UMass Amherst Fine Arts Center Expands Programming Reach in 2024-25 Season with Mullins Center and Downtown Amherst Events
The UMass Fine Arts Center (FAC) will expand its physical presence on campus and in the community in the 2024-25 season, presenting concerts at the Mullins Center and with new venue partnerships with The Drake and Amherst Cinema in downtown Amherst.
The FAC performing arts programming will continue at its two campus theaters: the 1,800-seat Frederick C. Tillis Performance Hall in the Randolph W. Bromery Center for the Arts, and the 700-seat Bowker Auditorium in Stockbridge Hall. Additionally, the FAC will also hold arena programming in the Mullins Center and smaller venue programming at The Drake, located at 44 N. Pleasant St., which will enable the FAC to engage performers whose work is best suited to spaces at both large and more intimate ends of the venue spectrum.
Partnerships with The Drake and Amherst Cinema, 28 Amity St., also meets UMass Amherst Chancellor Javier Reyes’ initiative to increase the university’s presence in the broader community. All changes are being undertaken in a manner that holds true to the FAC’s goals and mission.
“One of our strategic goals is to add more high impact, high profile moments into our seasons,” says Fine Arts Center Director Jamilla Deria. “Although the audiences may vary in scale, the underlying curatorial vision for our performance series remains consistent: to showcase artists and activists who confront the critical issues that shape our world today.
This fall, the FAC will present Boston’s Celtic punk superstars Dropkick Murphys at the Mullins Center on Sunday, Oct. 27. Dropkick Murphys, who have staked out a position as champions of the working class, will host support acts Pennywise and The Scratch at its only New England concert and final stop on its fall tour. Tickets for the show are on sale now.
Fall programming will also include a series of concerts at The Drake featuring artist-activists, including: Brazilian singer-songwriter Bia Ferreira whose songs address topics including LGBTQ+ rights and anticolonialism; Ukrainian-Canadian art punk band Balaklava Blues, which takes on subjects related to Ukrainian identity and sovereignty; and Julian Saporiti of No-No Boy, who pairs classic Americana sounds learned during his upbringing in Nashville with unflinchingly honest lyrical examinations of the Asian-American experience.

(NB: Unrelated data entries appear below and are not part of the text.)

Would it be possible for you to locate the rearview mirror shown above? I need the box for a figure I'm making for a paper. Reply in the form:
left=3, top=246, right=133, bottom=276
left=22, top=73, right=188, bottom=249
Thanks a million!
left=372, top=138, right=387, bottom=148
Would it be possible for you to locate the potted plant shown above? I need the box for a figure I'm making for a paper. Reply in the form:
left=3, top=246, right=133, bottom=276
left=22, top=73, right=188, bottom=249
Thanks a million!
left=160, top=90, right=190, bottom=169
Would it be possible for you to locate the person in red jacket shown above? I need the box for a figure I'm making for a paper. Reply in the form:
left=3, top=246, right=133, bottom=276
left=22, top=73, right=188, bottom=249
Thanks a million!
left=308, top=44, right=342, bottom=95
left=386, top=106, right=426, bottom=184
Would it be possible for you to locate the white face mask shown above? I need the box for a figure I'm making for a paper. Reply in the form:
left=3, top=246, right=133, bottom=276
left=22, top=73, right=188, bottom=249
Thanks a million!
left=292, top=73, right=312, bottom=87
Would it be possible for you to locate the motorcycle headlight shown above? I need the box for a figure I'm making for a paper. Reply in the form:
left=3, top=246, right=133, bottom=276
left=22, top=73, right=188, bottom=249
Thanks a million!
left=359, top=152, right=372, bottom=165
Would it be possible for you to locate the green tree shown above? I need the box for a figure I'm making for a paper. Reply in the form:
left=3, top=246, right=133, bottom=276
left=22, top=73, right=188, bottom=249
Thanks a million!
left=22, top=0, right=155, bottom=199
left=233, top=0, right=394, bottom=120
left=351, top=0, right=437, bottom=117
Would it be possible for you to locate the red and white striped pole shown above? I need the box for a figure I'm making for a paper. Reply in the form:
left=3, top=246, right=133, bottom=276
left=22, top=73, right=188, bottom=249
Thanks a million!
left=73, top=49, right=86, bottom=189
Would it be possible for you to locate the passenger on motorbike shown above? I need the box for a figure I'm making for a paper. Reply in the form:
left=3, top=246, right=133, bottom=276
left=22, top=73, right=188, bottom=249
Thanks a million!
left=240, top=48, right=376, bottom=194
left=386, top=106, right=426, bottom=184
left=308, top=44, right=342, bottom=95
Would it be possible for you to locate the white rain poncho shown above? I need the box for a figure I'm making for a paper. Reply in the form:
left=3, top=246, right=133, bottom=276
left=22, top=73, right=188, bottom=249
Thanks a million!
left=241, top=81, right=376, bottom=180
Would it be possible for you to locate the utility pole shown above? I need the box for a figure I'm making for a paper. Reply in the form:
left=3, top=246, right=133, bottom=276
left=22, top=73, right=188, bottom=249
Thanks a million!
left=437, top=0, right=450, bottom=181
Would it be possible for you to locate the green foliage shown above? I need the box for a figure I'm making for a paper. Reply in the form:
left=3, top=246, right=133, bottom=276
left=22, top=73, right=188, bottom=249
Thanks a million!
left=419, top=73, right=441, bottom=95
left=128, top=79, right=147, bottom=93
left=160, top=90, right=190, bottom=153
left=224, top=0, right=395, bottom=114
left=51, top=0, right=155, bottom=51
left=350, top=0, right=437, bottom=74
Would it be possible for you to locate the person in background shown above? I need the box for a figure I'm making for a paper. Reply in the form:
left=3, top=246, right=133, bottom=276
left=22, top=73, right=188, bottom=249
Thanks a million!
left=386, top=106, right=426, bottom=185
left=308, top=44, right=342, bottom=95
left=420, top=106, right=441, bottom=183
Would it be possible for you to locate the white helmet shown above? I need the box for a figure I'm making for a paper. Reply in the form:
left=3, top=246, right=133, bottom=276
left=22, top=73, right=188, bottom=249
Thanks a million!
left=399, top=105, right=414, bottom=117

In spring 2025, the Fine Arts Center will present a live performance by actor, writer and director John Cameron Mitchell, and Amherst Cinema will host a screening of Mitchell’s cult film sensation “Hedwig and the Angry Inch” with live commentary from the director/star. Mitchell will perform on the Bowker Auditorium stage along with cabaret star Amber Martin April 11, presenting an evening of songs, stories and humor. The following evening, April 12, he will offer live commentary during a screening of “Hedwig and the Angry Inch” at Amherst Cinema.
Tickets to The Drake performances and Mitchell’s Bowker Auditorium event will be made available to the public along with the rest of the Fine Arts Center’s 2024-25 season in late July.
The Fine Arts Center will announce its full season shortly before tickets are offered. Some of the highlights of the season will include performances by Complexions Contemporary Ballet, a pre-election speaking engagement by satirist Fran Lebowitz, and a spectacular jazz series that includes star-studded tributes to the late UMass Amherst-affiliated scholar-artists Max Roach and James Baldwin.